Say WHAT?  SMOKING... in the Bible?

  • What did the Buddhist tell the hot dog vendor?  /  “Make me one with everything.”

  • What do you get when you cross a dyslexic, an insomniac, and an agnostic?

    • Someone who lays awake at night wondering if there’s a dog.

  • What do you call a fake noodle? / An impasta.

  • A horse walks into a bar. / The bartender says, “Why the long face?”

  • A sandwich walks into a bar. / The bartender says, “Sorry, we don’t serve food here.”

  • A mushroom walks into a bar. The bartender says, “Sorry, we don’t serve your kind here.”

    • The mushroom leaves saying, “You’re missing out on a good time - I’m a really fungi.”

  • What happened when some lettuce, a faucet, and a tomato ran a race together?

    • The lettuce was ahead, the faucet was running, and the tomato was trying to ketchup.

  • Why won’t skeletons fight each other? / They just don’t have the guts.

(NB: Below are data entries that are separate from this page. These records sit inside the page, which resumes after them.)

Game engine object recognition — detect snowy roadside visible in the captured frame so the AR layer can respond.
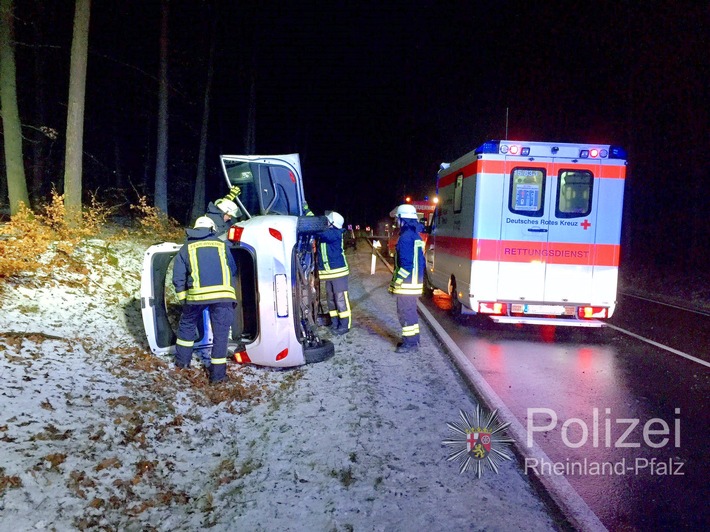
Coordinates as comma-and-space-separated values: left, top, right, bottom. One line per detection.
0, 233, 562, 531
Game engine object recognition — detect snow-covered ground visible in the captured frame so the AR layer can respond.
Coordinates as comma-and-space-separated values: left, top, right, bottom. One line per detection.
0, 231, 563, 530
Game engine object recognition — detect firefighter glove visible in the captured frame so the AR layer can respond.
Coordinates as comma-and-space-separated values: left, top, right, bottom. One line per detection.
225, 185, 241, 201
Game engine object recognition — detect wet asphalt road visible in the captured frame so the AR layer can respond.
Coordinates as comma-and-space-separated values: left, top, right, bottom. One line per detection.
422, 291, 710, 530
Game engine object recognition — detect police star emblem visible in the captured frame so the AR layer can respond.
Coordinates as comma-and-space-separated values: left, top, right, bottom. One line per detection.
443, 405, 514, 477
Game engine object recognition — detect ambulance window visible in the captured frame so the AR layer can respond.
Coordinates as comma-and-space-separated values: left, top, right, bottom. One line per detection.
509, 168, 545, 217
454, 173, 464, 213
556, 170, 593, 218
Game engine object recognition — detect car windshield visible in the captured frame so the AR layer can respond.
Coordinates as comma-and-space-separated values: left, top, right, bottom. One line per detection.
222, 160, 301, 217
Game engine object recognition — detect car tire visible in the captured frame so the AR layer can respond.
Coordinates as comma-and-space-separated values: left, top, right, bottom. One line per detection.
297, 215, 329, 234
304, 339, 335, 364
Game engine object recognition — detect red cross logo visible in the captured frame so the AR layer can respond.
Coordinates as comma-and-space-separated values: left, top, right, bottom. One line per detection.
581, 219, 591, 230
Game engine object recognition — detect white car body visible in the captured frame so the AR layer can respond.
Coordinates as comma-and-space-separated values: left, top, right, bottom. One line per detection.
140, 154, 333, 367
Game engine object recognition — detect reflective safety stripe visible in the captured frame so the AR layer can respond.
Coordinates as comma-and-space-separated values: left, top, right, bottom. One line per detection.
211, 358, 227, 365
402, 324, 420, 336
185, 240, 236, 302
176, 291, 187, 301
339, 291, 352, 328
176, 338, 194, 347
319, 265, 349, 279
329, 310, 338, 317
390, 281, 423, 295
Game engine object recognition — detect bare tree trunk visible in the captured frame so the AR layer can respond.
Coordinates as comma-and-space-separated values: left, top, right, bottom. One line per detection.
154, 0, 169, 214
0, 0, 30, 214
189, 11, 217, 224
63, 0, 91, 226
244, 67, 256, 154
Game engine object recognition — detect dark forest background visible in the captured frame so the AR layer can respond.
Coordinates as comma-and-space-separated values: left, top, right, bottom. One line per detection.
1, 0, 708, 275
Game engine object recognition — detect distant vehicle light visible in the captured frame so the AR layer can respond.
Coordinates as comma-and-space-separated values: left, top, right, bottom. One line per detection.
590, 148, 599, 158
579, 149, 590, 158
509, 145, 520, 155
500, 144, 509, 154
235, 350, 251, 364
276, 348, 289, 361
269, 228, 283, 241
600, 149, 609, 158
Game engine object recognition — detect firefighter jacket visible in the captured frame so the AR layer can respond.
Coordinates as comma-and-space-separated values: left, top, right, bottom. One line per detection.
172, 227, 237, 304
389, 219, 425, 295
205, 201, 234, 235
317, 227, 349, 280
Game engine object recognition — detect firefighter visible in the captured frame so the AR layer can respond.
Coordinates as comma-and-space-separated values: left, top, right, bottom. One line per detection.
389, 204, 425, 353
205, 185, 241, 234
317, 211, 351, 335
172, 216, 237, 384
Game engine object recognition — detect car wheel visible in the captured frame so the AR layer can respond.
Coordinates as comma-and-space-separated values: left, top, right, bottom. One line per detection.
304, 339, 335, 363
297, 215, 329, 234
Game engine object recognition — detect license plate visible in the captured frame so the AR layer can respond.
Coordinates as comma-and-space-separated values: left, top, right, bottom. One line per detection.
518, 304, 566, 315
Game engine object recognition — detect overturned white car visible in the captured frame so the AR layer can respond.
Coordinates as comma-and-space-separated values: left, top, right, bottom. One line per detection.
140, 154, 335, 367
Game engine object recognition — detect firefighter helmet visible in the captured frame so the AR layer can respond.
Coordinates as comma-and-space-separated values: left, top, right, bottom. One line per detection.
194, 216, 216, 231
215, 198, 239, 218
394, 204, 418, 219
326, 211, 345, 229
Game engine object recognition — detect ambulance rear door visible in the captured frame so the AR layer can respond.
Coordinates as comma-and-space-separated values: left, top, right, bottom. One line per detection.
543, 159, 601, 304
497, 159, 552, 302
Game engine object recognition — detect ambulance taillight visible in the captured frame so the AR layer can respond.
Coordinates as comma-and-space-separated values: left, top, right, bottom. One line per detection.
478, 302, 508, 315
578, 306, 608, 319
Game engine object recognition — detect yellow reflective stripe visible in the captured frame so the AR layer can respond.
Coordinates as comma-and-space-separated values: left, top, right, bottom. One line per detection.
176, 338, 194, 347
329, 310, 338, 317
413, 240, 424, 281
187, 240, 232, 290
176, 291, 187, 301
402, 324, 419, 336
391, 285, 423, 295
397, 268, 410, 278
320, 242, 330, 269
211, 358, 227, 365
186, 283, 236, 301
340, 291, 351, 328
319, 268, 349, 280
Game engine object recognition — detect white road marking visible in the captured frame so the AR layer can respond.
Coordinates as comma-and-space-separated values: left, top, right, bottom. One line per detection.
619, 291, 710, 317
604, 323, 710, 368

TRUE STORY?   A couple, both sixty years of age, had been married for 30 years. An angel of the Lord appeared to them, congratulated them for their many years of marriage, then told them that he'd like to give each of them their heart's desire. The wife spoke first, saying that she had always wanted to TRAVEL.  The angel flashed his mighty sword and presented her with tickets to a cruise around the world. The husband pulled the angel aside and said, “I’ve always wanted to be married to someone 30 years younger." The angel flashed his mighty sword and declared, "Sir, you are now 90 YEARS OLD!"